If a suspect refuses to cooperate with the investigator, a court order may be acquired compelling the suspect to produce voice recordings for the purpose of comparison. Courts have repeatedly held that requiring the accused to submit voice exemplars for the purpose of comparison for identification or elimination does not violate the suspect's Fifth Amendment rights. The investigator is wise to request that the court order specify, in detail, that the suspect give a sample of his or her voice, repeating the phrases of the questioned call in a natural conversational voice (or in a similar disguise, if that is the case) and that such sample shall be given at least three times and to the reasonable satisfaction of the investigator. Voice speech samples obtained should contain exactly the same words and phrases as those in the questioned sample because only like speech sounds are used for comparison. Because the voice, like handwriting, is dynamic and variant, several samples of each spoken phrase are desired for analysis. The evidence should be shipped in a secure container that will prevent the evidence from tearing through the packaging material. It is important to provide the examiner with information regarding the recording method, the number of calls and suspects involved, and any other information that may assist the examiner in the examination of the evidence.

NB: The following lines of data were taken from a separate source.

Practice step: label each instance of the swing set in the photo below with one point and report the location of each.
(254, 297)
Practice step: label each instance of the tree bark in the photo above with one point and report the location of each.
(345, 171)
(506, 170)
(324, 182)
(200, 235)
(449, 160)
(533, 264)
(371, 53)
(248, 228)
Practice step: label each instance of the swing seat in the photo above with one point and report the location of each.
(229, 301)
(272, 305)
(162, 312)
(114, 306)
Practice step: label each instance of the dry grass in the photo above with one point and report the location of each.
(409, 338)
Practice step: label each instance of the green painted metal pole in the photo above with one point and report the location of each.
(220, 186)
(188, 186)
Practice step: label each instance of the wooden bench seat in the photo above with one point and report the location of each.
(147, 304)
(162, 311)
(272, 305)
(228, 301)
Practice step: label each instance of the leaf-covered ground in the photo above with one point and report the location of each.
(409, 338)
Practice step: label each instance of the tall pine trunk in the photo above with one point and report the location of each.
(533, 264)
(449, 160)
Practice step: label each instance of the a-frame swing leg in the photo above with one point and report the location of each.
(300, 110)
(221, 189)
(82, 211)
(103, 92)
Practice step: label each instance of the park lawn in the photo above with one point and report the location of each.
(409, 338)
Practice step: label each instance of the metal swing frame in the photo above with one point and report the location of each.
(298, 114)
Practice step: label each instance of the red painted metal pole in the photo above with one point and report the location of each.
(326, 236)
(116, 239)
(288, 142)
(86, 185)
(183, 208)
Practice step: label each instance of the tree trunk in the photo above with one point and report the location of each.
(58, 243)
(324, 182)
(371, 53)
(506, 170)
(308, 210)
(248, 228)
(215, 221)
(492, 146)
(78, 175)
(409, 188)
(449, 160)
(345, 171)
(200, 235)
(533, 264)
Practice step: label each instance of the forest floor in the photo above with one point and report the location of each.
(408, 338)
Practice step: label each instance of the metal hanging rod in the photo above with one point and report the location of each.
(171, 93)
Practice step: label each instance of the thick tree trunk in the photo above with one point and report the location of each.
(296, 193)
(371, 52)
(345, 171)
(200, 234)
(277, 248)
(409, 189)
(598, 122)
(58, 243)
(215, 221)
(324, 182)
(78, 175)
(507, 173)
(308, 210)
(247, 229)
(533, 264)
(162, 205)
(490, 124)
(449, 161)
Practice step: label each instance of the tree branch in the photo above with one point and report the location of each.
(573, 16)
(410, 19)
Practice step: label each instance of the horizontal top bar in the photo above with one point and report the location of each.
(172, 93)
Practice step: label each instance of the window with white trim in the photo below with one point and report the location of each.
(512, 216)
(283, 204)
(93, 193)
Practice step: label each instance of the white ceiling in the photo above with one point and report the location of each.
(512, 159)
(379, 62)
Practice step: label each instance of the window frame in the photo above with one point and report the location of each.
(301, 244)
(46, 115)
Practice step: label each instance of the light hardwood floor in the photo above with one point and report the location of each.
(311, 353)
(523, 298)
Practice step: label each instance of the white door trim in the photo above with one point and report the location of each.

Visual comparison of spectrograms involves, in general, the examination of spectrograph features of like sounds as portrayed in spectrograms in terms of time, frequency, and amplitude. Special aural comparison tapes are prepared facilitating comparison of psycholinguistic features via short-term memory. Aural cues compared include resonance quality, pitch, temporal factors, inflection, dialect, articulation, syllable grouping, breath pattern, disguise, pathologies and other peculiar speech characteristics. Several state appellate and supreme courts have admitted the evidence, as have four of five federal appellate courts. The United States Supreme Court has refused to review and decide the three cases brought before it. While the admission of aural-spectrographic voice evidence continues to be decided in various courts, the method continues to be a very important tool in the forensic arsenal.